Presently, statistics reveal that the numbers and figures quoted above have tripled greatly, and there is a massive decline in production volume as well as the attendant reduction in revenue because of these activities by the host communities.
In striking a nexus between the dire statistics above and the present discussion, it is an established principle of business that, in choosing a business location, especially for manufacturing companies, closeness to raw materials remains a vital consideration. One then wonders why Alhaji Aliko Dangote left the oil-rich Niger Delta, where access to crude and gas would have been readily available, for Lagos State, where these components would be trucked all the way to the refinery to be processed, even with the attendant hazards. Whichever mode of conveying crude to the refinery will be employed, it is my honest consideration that if it was cited in the same region where raw materials are, it would have been less expensive.
However, flowing from the facts established above and from the lenses of a professional community relations professional in the oil and gas industry, it is my submission that one of the factors that worked against the establishment of the Dangote refinery in the Niger-Delta region is the unending host community hostilities, thuggery, unlimited community taxes, etc. These hostilities have seen multinationals and other oil companies exit the region. An example is Shell BP, which divested all its onshore concerns for off-shore and deep-water operations.
It is estimated that the Dangote Refinery will provide over 300,000 jobs. With the rate of unemployment in the country and the Niger Delta region in particular, one could only imagine the opportunities that would have been birthed in the region if the refinery was cited there. Apart from the massive creation of jobs, other social benefits would have accrued to the region as well.

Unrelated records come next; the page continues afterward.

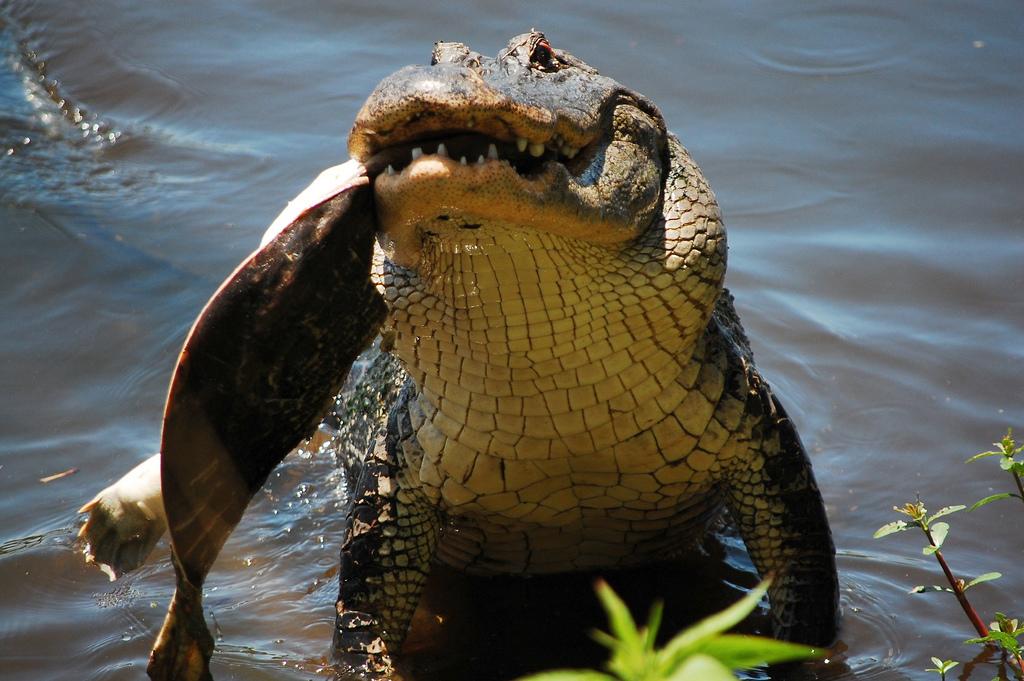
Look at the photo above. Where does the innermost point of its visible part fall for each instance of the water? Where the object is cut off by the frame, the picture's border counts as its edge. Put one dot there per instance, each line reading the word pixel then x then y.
pixel 869 159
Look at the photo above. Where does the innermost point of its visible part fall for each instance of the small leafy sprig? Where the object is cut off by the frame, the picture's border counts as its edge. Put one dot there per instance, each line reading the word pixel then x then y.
pixel 936 534
pixel 700 652
pixel 941 667
pixel 1008 450
pixel 1004 633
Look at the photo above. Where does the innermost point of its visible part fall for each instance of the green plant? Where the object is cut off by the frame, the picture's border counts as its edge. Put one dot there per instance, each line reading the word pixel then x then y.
pixel 1008 450
pixel 700 652
pixel 941 667
pixel 936 534
pixel 1005 632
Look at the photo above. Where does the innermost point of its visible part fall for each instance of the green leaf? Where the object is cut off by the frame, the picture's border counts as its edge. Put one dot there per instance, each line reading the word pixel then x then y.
pixel 987 577
pixel 946 510
pixel 620 620
pixel 942 666
pixel 890 527
pixel 990 499
pixel 1004 640
pixel 690 638
pixel 653 624
pixel 740 651
pixel 701 668
pixel 569 675
pixel 939 531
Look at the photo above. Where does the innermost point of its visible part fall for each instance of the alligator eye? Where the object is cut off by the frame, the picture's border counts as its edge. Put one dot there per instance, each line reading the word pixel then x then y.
pixel 542 54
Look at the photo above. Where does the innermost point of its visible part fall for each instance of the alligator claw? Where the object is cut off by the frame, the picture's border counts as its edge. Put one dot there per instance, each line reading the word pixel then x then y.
pixel 126 519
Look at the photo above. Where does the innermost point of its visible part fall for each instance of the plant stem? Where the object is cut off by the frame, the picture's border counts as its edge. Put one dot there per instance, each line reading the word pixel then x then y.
pixel 969 610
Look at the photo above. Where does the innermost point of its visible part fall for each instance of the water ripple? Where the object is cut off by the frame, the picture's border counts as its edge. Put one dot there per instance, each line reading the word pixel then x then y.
pixel 832 41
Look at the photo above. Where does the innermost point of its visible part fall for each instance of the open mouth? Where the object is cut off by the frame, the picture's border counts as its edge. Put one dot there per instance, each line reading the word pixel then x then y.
pixel 468 149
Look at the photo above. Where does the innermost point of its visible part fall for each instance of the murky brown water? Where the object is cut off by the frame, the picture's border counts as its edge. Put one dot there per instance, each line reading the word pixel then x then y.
pixel 869 160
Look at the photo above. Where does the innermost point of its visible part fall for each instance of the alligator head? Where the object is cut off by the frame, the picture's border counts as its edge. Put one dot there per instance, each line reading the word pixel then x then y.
pixel 534 137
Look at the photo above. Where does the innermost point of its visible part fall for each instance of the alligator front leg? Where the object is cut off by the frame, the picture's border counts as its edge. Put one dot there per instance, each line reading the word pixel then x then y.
pixel 775 501
pixel 385 559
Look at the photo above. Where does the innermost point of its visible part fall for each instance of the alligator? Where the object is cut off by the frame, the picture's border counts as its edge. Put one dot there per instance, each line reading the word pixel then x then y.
pixel 545 262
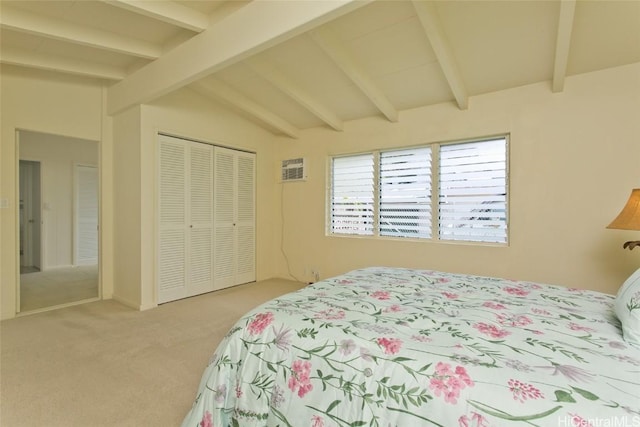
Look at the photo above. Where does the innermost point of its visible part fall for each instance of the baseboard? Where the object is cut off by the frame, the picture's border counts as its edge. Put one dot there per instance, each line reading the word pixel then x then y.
pixel 131 304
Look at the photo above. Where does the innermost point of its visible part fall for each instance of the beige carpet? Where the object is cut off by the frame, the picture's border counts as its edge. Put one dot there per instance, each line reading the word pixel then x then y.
pixel 41 289
pixel 103 364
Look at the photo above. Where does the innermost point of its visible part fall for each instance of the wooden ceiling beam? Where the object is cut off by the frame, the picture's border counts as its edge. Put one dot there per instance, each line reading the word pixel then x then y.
pixel 350 66
pixel 43 26
pixel 439 43
pixel 166 11
pixel 212 87
pixel 563 44
pixel 298 94
pixel 57 63
pixel 224 43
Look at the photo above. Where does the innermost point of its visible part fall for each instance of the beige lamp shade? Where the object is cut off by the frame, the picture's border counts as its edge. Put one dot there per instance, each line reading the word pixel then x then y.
pixel 629 217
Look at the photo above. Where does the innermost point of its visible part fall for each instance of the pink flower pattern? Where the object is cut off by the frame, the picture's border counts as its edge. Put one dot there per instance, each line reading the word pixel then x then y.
pixel 476 420
pixel 491 330
pixel 448 382
pixel 390 345
pixel 523 391
pixel 516 320
pixel 517 291
pixel 300 377
pixel 378 341
pixel 381 295
pixel 260 322
pixel 331 314
pixel 493 305
pixel 206 420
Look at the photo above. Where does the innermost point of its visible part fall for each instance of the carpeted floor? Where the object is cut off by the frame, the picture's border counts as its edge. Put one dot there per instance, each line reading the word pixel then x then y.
pixel 104 364
pixel 42 289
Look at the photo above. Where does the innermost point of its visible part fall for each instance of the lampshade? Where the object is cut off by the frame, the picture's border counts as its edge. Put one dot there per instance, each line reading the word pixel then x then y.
pixel 629 217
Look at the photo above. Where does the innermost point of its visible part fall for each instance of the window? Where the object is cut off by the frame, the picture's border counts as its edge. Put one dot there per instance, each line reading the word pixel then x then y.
pixel 394 193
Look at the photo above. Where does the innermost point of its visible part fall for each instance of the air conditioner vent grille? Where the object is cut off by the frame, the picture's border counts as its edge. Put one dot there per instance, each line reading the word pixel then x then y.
pixel 293 170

From the analysis above, it is clear that the time is ripe for host communities to reflect deeply and change the prevailing approach they have hitherto deployed in relating to oil and gas companies. Violence and hostilities have not yielded any significant results, as the region is still bedeviled with a myriad of issues ranging from poor infrastructure to unemployment. While this author is not excusing oil and gas companies for the incessant gas flaring and other environmental pollution that has plagued the region because of their activities, this author believes that the writing on the wall is clear: dialogue instead of violence would benefit host communities more, especially in the long term. In a world transitioning from fossil fuels, diplomacy and not militancy will lead to host communities reaping more benefits from their natural endowments while time still permits.
Abasiama Umohatah is a community and government relations specialist and presently a PhD candidate in energy law at Nnamdi Azikiwe University, Awka, Nigeria.